In a genetic algorithm optimization problem the fitness function is defined as f(x) = x² - 4x + 4. Given a population of four individuals with values of x: {1.5, 2.0, 3.0, 4.5}

What is the fitness value of the individual that will be selected as the parent for reproduction in one generation?

The correct answer is 6.25

Key PointsIn a genetic algorithm seeks to find the optimal solution to a problem, guided by the principle of survival of the fittest.

To find the fitness value of each individual in the population, we can use the given fitness function \(f(x) = x^2 - 4x + 4 \).
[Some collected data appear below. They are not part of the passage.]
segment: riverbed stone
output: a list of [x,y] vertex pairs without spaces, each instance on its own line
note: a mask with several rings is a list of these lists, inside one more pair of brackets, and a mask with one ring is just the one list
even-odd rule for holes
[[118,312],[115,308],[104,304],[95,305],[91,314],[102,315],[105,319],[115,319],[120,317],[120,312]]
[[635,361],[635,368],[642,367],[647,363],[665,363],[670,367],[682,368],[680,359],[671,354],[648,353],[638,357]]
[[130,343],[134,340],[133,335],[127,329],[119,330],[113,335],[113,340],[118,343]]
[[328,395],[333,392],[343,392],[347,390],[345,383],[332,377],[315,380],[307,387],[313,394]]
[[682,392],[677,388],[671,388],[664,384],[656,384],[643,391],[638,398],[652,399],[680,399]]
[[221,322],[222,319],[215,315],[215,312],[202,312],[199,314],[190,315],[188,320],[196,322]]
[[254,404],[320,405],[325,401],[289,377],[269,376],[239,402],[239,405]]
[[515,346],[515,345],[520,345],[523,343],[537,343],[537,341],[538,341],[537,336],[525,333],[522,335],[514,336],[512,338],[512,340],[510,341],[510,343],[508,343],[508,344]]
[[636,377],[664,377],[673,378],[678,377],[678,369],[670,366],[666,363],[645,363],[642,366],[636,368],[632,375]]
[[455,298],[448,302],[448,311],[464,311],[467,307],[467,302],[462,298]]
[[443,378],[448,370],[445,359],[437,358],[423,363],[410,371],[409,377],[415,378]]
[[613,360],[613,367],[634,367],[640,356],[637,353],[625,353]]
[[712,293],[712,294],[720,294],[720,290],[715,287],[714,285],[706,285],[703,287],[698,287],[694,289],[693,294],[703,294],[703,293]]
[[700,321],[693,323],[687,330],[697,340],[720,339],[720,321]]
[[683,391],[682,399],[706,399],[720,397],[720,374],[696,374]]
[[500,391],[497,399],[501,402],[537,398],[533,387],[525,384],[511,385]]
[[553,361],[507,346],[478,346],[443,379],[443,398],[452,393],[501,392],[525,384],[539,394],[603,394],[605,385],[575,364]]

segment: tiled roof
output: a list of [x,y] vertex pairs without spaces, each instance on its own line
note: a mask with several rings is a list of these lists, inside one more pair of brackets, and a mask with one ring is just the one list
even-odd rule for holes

Let's calculate the fitness values for the individuals with the given values of x:

1. For x = 1.5:
   \(f(1.5) = (1.5)^2 - 4(1.5) + 4 = 2.25 - 6 + 4 = 0.25\)

2. For x = 2.0:
   \(f(2.0) = (2.0)^2 - 4(2.0) + 4 = 4 - 8 + 4 = 0\)

3. For  x = 3.0:
   \(f(3.0) = (3.0)^2 - 4(3.0) + 4 = 9 - 12 + 4 = 1\)

4. For  x = 4.5:
   \(f(4.5) = (4.5)^2 - 4(4.5) + 4 = 20.25 - 18 + 4 = 6.25\)

So, the fitness values for the individuals are:
\(\{0.25, 0, 1, 6.25\}\)

The individual with the highest fitness value is x = 4.5 with a fitness value of 6.25. Therefore, the correct answer is option 4) 6.25.